Munby has advocated greater transparency in the family courts for many years. In a View from the President’s Chambers published in April 2013, the senior family judge said: ‘I am determined to take steps to improve access to and reporting of family proceedings. I am determined that the new family court should not be saddled, as the family courts are at present, with the charge that we are a system of secret and unaccountable justice.’ The following year he issued guidance ‘to bring about an immediate and significant change in practice’ in relation to publishing judgments in the family courts and the Court of Protection.

The guidance states: ‘In both courts there is a need for greater transparency in order to improve public understanding of the court process and confidence in the court system. At present too few judgments are made available to the public, which has a legitimate interest in being able to read what is being done by the judges in its name.’

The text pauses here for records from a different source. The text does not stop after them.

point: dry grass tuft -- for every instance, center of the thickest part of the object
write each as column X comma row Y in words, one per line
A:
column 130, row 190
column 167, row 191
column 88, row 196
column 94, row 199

In January 2016, the Court of Protection began testing increased access for the public and the media. Previously, with rare exceptions, such as serious medical cases, hearings were held in private. The Ministry of Justice confirmed that all cases are now held in public unless prohibited by a court order. The changes came into force in December.

Munby said at the time that accredited media who attended family court cases had been ‘better informed about the work of the family court as a result’, adding that it was ‘logical’ to look at extending greater transparency to the Court of Protection ‘provided the right balance can be struck to safeguard the privacy of people who lack capacity to make their own decisions’.

The Transparency Project, a charity, has been closely following the pilot. Through Freedom of Information Act requests, it learned that 544 people had attended a Court of Protection hearing in London between January 2016 and August 2017. Media representatives accounted for 11 of those 544. Few, if any, attended a hearing outside London.

This year will be significant in the quest for open and transparent justice. As well as t he government’s review, the outspoken Munby steps down from his post and may have much to say afterwards. Lord Hewart, lord chief justice of England between 1922 and 1940, famously said: ‘Not only must justice be done; it must also be seen to be done.’ We are getting closer.